I've got a cassandra cluster with a small number of rows (< 100). Each row has about 2 million columns. I need to get a full row (all 2 million columns), but things start failing all over the place before I can finish my read. I'd like to do some kind of buffered read.
Ideally I'd like to do something like this using Pycassa (no this isn't the proper way to call get
, it's just so you can get the idea):
results = {}
start = 0
while True:
# Fetch blocks of size 500
buffer = column_family.get(key, column_offset=start, column_count=500)
if len(buffer) == 0:
break
# Merge these results into the main one
results.update(buffer)
# Update the offset
start += len(buffer)
Pycassa (and by extension Cassandra) don't let you do this. Instead you need to specify a column name for column_start
and column_finish
. This is a problem since I don't actually know what the start or end column names will be. The special value ""

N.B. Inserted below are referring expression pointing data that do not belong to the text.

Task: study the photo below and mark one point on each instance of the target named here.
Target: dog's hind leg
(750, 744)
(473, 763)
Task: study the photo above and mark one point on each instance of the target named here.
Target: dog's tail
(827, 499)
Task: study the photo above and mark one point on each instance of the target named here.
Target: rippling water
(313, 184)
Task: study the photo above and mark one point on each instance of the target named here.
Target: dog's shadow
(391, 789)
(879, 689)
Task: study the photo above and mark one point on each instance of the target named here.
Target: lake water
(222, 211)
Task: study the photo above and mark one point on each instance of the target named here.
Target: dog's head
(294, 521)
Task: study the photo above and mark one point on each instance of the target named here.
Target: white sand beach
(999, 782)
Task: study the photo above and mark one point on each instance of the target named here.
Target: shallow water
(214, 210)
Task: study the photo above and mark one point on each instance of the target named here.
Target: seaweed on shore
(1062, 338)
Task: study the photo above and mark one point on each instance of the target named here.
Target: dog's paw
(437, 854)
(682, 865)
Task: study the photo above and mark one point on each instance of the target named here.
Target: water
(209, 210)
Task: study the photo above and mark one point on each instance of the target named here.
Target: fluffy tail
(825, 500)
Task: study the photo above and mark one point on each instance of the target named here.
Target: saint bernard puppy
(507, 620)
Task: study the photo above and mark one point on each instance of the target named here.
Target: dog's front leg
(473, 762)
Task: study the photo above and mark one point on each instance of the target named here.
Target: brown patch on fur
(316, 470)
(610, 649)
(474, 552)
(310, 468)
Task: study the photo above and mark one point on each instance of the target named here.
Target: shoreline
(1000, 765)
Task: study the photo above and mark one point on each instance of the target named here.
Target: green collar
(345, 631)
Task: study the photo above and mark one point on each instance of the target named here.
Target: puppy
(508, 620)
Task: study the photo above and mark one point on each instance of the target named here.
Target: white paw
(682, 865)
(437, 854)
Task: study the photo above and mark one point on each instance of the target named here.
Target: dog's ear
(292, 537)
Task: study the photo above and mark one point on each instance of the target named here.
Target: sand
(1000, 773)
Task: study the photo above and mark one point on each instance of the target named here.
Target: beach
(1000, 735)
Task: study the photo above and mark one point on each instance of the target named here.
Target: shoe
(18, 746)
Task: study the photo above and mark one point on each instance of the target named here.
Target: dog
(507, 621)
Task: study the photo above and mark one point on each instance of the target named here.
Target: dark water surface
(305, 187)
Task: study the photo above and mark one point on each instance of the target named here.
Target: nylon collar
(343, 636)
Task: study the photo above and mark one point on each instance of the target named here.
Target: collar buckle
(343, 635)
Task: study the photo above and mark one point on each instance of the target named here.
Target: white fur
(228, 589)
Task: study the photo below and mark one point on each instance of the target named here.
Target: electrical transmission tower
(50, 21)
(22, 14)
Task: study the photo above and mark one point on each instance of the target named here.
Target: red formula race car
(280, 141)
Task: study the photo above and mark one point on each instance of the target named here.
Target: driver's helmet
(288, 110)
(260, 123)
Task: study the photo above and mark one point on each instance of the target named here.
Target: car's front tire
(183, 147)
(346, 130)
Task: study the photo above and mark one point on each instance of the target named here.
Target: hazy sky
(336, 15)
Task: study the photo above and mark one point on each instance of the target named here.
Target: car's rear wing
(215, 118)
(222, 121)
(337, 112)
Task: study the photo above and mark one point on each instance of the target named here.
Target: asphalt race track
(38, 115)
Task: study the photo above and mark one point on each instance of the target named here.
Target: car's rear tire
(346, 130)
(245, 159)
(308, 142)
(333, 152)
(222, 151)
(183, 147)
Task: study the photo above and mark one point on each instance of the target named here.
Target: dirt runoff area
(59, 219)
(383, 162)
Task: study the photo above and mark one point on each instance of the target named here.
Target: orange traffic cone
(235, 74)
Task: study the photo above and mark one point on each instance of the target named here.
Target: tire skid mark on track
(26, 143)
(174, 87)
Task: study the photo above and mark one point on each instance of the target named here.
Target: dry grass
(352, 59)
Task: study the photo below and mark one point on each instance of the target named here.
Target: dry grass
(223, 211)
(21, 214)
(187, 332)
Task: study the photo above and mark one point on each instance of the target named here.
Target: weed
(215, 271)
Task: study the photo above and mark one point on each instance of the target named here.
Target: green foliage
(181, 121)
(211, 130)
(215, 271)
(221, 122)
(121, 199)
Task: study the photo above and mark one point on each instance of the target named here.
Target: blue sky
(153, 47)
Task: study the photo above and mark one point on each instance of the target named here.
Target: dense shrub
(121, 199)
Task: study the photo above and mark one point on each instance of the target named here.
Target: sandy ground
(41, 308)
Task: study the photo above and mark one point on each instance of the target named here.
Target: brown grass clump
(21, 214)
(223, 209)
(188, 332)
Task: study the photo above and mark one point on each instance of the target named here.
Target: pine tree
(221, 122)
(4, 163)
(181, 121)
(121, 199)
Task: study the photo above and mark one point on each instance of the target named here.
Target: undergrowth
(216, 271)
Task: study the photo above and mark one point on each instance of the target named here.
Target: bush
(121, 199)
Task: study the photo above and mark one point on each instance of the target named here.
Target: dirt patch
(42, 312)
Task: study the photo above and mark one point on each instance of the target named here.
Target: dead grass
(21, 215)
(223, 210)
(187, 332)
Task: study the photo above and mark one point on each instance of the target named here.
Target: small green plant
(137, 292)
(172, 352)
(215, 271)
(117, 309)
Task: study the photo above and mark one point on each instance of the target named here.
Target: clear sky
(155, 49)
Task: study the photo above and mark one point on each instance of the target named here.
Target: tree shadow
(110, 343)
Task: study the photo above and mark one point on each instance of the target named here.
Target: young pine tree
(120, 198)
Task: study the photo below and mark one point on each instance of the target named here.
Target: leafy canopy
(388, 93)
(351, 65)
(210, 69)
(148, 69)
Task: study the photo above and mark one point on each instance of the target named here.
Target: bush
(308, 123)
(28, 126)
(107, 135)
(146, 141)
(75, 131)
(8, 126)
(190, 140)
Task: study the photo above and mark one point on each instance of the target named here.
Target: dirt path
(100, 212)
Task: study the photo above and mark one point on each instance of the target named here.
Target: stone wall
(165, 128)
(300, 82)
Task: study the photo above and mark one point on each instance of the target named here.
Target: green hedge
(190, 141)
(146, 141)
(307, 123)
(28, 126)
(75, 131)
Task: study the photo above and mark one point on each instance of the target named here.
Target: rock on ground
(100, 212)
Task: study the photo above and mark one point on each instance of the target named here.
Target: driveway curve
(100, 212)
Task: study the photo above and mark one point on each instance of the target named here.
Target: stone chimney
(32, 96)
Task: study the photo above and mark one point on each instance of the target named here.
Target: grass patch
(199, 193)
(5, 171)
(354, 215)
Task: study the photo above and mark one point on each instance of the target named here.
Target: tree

can indicate the start or end of the row, but that doesn't work for any of the values in the middle.
So how can I accomplish a buffered read of all the columns in a single row? Thanks.
From the pycassa 1.0.8 documentation
it would appear that you could use something like the following [pseudocode]:
results = {}
start = 0
startColumn = ""
while True:
# Fetch blocks of size 500
buffer = get(key, column_start=startColumn, column_finish="", column_count=100)
# iterate returned values.
# set startColumn == previous column_finish.
Remember that on each subsequent call you're only get 99 results returned, because it's also returning startColumn, which you've already seen. I'm not skilled enough in Python yet to iterate on buffer to extract the column names.